Hello, I’m training a vision transformer on the custom dataset for regression purpose.
The predicted size resulted from the network torch.Size([8]), but the input label size is torch.Size([8, 3, 224, 224]) which have different sizes.
I’ve tried with the resize() function but got AttributeError: ‘Tensor’ object has no attribute ‘Resize’.
I also tested with torch.resize() and _resize() functions too but not work.
So, pls kindly suggest to me the standard way to resize.

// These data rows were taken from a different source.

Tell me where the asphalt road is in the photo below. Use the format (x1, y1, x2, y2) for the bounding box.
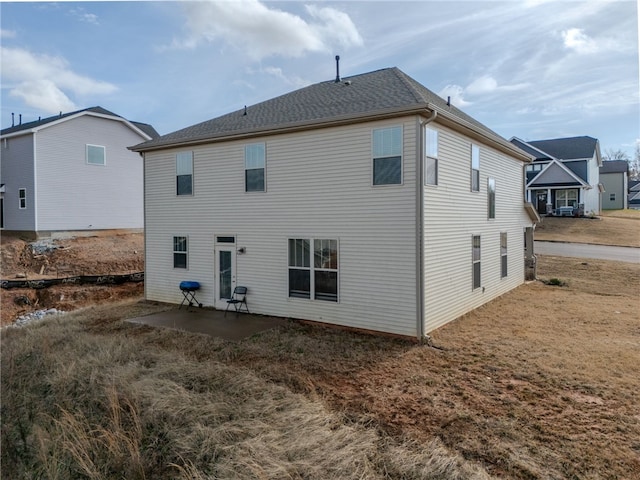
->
(534, 241, 640, 263)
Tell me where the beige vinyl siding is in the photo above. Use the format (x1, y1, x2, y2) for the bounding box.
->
(144, 117, 419, 336)
(423, 123, 530, 333)
(35, 115, 145, 231)
(0, 134, 36, 230)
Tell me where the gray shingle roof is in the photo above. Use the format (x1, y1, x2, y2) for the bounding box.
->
(527, 136, 598, 160)
(131, 67, 506, 152)
(600, 160, 629, 174)
(1, 106, 159, 139)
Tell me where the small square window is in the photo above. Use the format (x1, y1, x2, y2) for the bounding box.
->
(86, 145, 105, 165)
(609, 193, 616, 201)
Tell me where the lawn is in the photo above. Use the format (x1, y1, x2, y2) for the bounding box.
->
(2, 254, 639, 479)
(535, 211, 640, 247)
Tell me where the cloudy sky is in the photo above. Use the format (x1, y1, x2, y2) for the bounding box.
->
(1, 0, 638, 157)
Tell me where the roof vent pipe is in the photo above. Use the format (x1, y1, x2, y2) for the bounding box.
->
(447, 96, 451, 107)
(335, 55, 340, 83)
(19, 114, 22, 125)
(11, 113, 14, 127)
(243, 105, 247, 116)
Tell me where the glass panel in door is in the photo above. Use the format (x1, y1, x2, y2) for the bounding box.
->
(219, 250, 232, 300)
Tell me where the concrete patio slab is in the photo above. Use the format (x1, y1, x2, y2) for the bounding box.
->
(126, 307, 288, 341)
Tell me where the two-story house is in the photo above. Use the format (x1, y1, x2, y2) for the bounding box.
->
(0, 106, 158, 238)
(131, 67, 538, 338)
(510, 136, 603, 216)
(599, 160, 629, 210)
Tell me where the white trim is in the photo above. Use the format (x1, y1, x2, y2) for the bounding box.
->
(526, 159, 589, 188)
(287, 237, 339, 303)
(509, 136, 559, 161)
(1, 110, 153, 141)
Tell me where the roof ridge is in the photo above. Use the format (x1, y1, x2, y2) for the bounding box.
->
(389, 67, 427, 105)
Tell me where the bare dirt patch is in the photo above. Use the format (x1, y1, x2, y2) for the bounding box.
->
(1, 232, 144, 325)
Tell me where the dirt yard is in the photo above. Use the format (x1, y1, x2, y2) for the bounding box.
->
(0, 232, 144, 325)
(535, 213, 640, 247)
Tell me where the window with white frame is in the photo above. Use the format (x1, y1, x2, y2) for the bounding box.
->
(176, 151, 193, 196)
(425, 127, 438, 185)
(18, 188, 26, 209)
(86, 144, 106, 165)
(471, 144, 480, 192)
(245, 143, 265, 192)
(500, 232, 507, 278)
(555, 189, 578, 209)
(372, 126, 402, 185)
(472, 235, 481, 290)
(173, 236, 188, 268)
(288, 238, 338, 301)
(488, 177, 496, 219)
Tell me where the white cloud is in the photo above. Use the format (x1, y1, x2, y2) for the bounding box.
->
(10, 80, 76, 113)
(69, 7, 99, 25)
(466, 75, 499, 95)
(1, 29, 16, 39)
(261, 66, 309, 89)
(0, 47, 117, 113)
(169, 0, 362, 59)
(439, 85, 471, 108)
(561, 27, 621, 55)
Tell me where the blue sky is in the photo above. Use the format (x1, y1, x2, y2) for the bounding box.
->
(1, 0, 638, 157)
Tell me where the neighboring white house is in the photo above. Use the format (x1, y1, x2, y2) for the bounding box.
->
(0, 106, 158, 238)
(510, 136, 603, 216)
(131, 67, 538, 338)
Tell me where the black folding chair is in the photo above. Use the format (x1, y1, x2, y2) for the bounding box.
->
(225, 286, 249, 316)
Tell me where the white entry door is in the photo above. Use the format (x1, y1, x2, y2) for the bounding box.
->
(215, 246, 236, 308)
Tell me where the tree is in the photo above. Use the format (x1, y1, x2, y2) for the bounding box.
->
(603, 148, 631, 161)
(630, 143, 640, 181)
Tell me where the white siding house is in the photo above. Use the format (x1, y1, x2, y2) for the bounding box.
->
(0, 107, 158, 237)
(132, 68, 537, 338)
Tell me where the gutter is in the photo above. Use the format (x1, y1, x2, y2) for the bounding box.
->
(129, 105, 432, 153)
(416, 109, 437, 340)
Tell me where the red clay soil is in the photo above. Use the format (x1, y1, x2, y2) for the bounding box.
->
(1, 233, 144, 326)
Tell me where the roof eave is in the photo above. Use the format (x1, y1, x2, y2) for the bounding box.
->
(130, 104, 432, 152)
(428, 104, 534, 163)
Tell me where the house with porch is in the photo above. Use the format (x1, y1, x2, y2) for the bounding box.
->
(131, 67, 538, 338)
(510, 136, 603, 216)
(0, 106, 158, 238)
(599, 160, 629, 210)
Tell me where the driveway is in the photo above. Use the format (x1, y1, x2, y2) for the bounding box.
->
(534, 241, 640, 263)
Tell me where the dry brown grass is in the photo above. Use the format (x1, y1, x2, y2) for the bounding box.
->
(535, 214, 640, 247)
(2, 256, 639, 479)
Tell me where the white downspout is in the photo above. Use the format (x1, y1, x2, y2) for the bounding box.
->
(417, 109, 437, 341)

ptrblck · October 26, 2022, 4:42am

Could you describe what the target represents as it seems you are trying to reuse the model input as the target tensor?
I would not recommend to resize the tensors but to check what your use case is and what the dimensions of the target represent as they don’t seem to fit a classification or segmentation use case.

naychelynn · October 27, 2022, 5:55am

The target represents the class label tensor object.
Firstly with the data train loader, the dataset is read with img_data and label.
Then, img_data is trained in the net, and the labels tensor object is just as it is.
The pred_d is the tensor outputted from the trained net (vision transformer in the current case).
If my explanation doesn’t meet ur question, please kindly point me again.
Thank you.

ptrblck · October 27, 2022, 7:48am

Your explanation doesn’t explain why the target tensors have 4 dimensions:

If the targets are plain labels, I would expect a 1D tensor in the shape [batch_size] containing class indices while the model should output a 2D tensor in the shape [batch_size, nb_classes] for a multi-class classification use case.

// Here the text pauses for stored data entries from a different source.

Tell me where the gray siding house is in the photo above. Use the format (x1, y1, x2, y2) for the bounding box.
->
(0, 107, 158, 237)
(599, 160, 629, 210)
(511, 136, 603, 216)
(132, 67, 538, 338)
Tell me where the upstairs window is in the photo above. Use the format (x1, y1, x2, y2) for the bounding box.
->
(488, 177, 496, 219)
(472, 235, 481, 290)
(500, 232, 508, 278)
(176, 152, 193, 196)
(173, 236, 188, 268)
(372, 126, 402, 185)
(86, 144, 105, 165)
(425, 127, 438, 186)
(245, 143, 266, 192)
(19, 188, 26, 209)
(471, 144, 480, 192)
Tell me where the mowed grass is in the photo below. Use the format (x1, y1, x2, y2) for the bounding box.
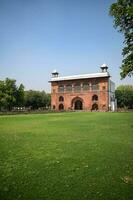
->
(0, 112, 133, 200)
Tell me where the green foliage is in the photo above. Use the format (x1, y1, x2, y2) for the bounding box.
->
(115, 85, 133, 108)
(16, 84, 25, 106)
(0, 78, 20, 111)
(24, 90, 51, 109)
(0, 78, 51, 111)
(45, 93, 51, 107)
(0, 112, 132, 200)
(109, 0, 133, 78)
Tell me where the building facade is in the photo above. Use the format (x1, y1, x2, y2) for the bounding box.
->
(50, 64, 115, 111)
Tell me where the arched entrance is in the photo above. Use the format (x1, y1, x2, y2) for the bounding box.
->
(74, 100, 83, 110)
(59, 104, 64, 110)
(72, 97, 83, 110)
(92, 103, 98, 111)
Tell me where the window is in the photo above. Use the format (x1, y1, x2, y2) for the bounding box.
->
(66, 85, 72, 92)
(92, 95, 98, 101)
(58, 85, 64, 93)
(83, 83, 89, 91)
(59, 96, 64, 102)
(103, 86, 106, 90)
(74, 84, 81, 92)
(92, 83, 99, 91)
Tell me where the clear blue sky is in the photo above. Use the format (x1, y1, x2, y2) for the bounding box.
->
(0, 0, 132, 92)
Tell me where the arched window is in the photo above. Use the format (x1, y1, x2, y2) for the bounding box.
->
(59, 104, 64, 110)
(92, 95, 98, 101)
(83, 83, 89, 91)
(66, 85, 72, 92)
(58, 85, 64, 93)
(59, 96, 64, 102)
(74, 84, 81, 92)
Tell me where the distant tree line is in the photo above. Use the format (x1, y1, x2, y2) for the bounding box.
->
(115, 85, 133, 109)
(0, 78, 51, 111)
(24, 90, 51, 110)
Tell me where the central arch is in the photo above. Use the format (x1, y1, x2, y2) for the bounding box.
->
(72, 97, 83, 110)
(74, 100, 83, 110)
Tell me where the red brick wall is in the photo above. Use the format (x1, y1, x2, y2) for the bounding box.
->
(51, 77, 109, 111)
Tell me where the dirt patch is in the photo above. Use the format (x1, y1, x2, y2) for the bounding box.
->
(122, 176, 133, 184)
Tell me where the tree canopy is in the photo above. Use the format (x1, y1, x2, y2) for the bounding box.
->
(0, 78, 51, 111)
(0, 78, 24, 111)
(24, 90, 51, 110)
(115, 85, 133, 108)
(109, 0, 133, 78)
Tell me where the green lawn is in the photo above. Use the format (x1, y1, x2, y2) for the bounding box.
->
(0, 112, 133, 200)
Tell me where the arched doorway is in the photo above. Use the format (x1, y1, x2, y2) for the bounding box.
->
(59, 104, 64, 110)
(74, 100, 83, 110)
(92, 103, 98, 111)
(71, 97, 83, 110)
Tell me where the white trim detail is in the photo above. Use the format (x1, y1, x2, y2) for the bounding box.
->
(50, 72, 110, 82)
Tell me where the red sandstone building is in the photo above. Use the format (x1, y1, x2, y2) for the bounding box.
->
(50, 64, 116, 111)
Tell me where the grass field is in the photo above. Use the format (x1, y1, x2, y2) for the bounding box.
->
(0, 112, 133, 200)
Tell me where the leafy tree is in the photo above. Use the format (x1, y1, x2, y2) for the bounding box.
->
(109, 0, 133, 78)
(3, 78, 17, 110)
(16, 84, 25, 106)
(115, 85, 133, 108)
(0, 80, 6, 110)
(0, 78, 50, 111)
(45, 93, 51, 108)
(24, 90, 51, 109)
(0, 78, 25, 111)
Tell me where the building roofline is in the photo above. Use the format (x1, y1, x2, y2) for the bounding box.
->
(49, 72, 110, 82)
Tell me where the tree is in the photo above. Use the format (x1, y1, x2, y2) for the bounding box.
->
(109, 0, 133, 78)
(4, 78, 17, 110)
(0, 80, 6, 110)
(24, 90, 51, 109)
(45, 93, 51, 108)
(16, 84, 25, 106)
(0, 78, 50, 111)
(0, 78, 25, 111)
(115, 85, 133, 108)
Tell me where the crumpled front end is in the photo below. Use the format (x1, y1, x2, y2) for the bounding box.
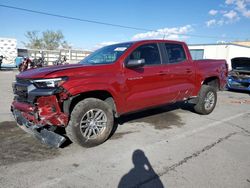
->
(11, 77, 70, 147)
(12, 107, 66, 148)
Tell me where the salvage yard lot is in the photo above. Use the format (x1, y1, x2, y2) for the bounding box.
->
(0, 70, 250, 188)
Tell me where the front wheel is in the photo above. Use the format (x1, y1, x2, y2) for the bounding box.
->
(194, 85, 217, 115)
(66, 98, 114, 147)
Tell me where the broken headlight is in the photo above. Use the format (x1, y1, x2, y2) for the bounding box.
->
(31, 77, 68, 88)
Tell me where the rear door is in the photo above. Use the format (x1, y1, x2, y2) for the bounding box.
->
(123, 42, 170, 112)
(161, 42, 196, 102)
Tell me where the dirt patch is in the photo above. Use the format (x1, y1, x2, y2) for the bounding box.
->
(133, 111, 184, 130)
(72, 163, 80, 168)
(119, 106, 184, 130)
(0, 121, 60, 166)
(110, 131, 137, 140)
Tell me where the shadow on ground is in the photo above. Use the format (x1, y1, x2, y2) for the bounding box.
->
(0, 68, 18, 71)
(110, 102, 194, 140)
(118, 102, 193, 128)
(226, 88, 250, 96)
(118, 149, 164, 188)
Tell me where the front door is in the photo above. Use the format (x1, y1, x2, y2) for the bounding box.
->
(123, 43, 169, 112)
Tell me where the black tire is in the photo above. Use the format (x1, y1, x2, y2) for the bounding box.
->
(194, 85, 217, 115)
(66, 98, 114, 147)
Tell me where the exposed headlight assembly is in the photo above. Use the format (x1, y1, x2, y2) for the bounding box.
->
(31, 77, 68, 88)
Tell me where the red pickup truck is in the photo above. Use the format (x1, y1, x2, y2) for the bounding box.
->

naychelynn · October 30, 2022, 6:45am

My case is the regression case and the labels (scores) are in floating points.
4 dimensions of targe tensors are supposed to [outputted tensors from Dropout, dimensions of the image, width of the image, height of the image].

Now, I am about to compute the cross-entropy loss with the criterion function for the target and label as:

It works now with the long awaiting time.